A new sector in the form of Telecommunication Services is expected to come up as part of the annual updates of Global Industry Classification Standard (GICS) on September 28th. Following which there is expected to be some major changes in US markets. Especially, the tech companies are about to undergo a major reshuffling in the stock market.
The telecommunications services sector is going to be a combination of tech, media, and telecom companies and as a result of which some of the most popular stocks will be involved in it and will undergo a significant amount of changes. As part of the process, the old telecom sector will be ditched and will be replaced with the new sector. As per Wells Fargo, the communication services sector will be the largest sector of S&P 500 with a weight of about 10%.
The telecommunication services sector will involve some big names, the classification of around 26 consumer discretionary or information technology stocks will change. It will also include some big names in the telecom space like Verizon Communications and AT&T, tech companies like Facebook and Google’s parent Alphabet and media and entertainment companies like Netflix and Comcast. It is only the second sector addition in the history since 1999 and will have the biggest impact on the sector structure in GICS history.
Reclassification for ETF's:
The exchange-traded funds that track S&P 500 sectors will be much affected and will have to overhaul some major changes to adjust as per the new classification such that it gives a true reflection of the index. Some of the big fund houses have already started making changes much ahead of its implementation.
How will it impact individual investors and institutional investors?
Big institutional investors dealing with S&P 500 sectors also have to undergo a reshuffle in its holdings and weight so as to reflect the true changes of the index. The individual investors also have to reshuffle the composition and weight of stocks in one’s portfolio as per the risk-return appetite of the investors. Conducting due diligence will be important for the investors will be beneficial as it will ensure the approach and investing methodology is well prepared for the coming change.

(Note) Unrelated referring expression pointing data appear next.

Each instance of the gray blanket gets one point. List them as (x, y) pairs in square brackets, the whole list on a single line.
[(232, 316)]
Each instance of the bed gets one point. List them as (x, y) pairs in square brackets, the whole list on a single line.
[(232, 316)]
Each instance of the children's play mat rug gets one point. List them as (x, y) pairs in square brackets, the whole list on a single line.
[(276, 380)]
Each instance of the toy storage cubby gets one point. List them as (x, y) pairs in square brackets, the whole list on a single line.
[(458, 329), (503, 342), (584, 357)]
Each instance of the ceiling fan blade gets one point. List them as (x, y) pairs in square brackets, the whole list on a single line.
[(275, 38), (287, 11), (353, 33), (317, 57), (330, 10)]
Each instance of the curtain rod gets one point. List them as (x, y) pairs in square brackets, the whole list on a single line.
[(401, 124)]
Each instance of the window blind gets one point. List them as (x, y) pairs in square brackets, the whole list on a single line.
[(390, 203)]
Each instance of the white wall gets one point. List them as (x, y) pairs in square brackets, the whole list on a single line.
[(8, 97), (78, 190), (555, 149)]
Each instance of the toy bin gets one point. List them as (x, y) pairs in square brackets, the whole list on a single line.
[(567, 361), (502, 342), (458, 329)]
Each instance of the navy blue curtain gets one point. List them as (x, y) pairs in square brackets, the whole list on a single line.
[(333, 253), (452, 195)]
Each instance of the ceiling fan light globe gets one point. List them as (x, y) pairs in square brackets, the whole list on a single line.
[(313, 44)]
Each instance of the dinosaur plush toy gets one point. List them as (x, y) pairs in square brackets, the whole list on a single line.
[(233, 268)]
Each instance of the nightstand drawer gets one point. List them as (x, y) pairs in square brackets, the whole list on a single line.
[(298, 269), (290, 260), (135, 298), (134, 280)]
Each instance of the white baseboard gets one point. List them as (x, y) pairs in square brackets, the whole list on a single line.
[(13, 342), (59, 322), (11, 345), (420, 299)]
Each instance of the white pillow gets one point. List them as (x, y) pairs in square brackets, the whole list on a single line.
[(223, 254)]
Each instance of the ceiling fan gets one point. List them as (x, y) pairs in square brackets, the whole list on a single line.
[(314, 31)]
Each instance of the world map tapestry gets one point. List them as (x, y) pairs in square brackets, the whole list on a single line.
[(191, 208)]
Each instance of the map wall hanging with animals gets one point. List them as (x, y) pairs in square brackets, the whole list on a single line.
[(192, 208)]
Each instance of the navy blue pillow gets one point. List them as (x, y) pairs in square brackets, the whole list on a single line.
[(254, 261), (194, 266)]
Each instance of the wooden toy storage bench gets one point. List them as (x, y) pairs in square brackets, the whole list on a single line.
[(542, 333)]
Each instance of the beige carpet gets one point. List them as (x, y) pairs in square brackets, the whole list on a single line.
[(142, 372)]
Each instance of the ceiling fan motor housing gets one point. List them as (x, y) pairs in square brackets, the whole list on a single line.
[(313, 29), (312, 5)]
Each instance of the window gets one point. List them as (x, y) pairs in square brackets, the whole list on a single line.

More leg space for growth-oriented stocks:
The making of the communication services sector will ensure to add more growth-oriented stocks in its kitty for the investors focusing on sector-specific stocks. With the inclusion of Consumer Discretionary and Information Technology stocks under its umbrella it will provide the much-needed growth in this space. As per current market, condition positioning oneself in the growth-oriented sectors of the economy will help to bolster one’s portfolio in the never-ending bull market.
No Pain No Gain:
The telecommunication services sector was brought up to address some of the major pain points for the investors and more so for the sector-specific investors. The current telecom sectors had been under the lens for quite some time now concerning using it as a bond proxy, too much of dividend-paying stocks to name a few. Rest assured but the new communication services sector will be more sensitive and focused on the broader equity markets rather than the US 10 year Treasury Yield like the current telecom sector. It will also tend to be more cyclical than the current telecom sector that is in place.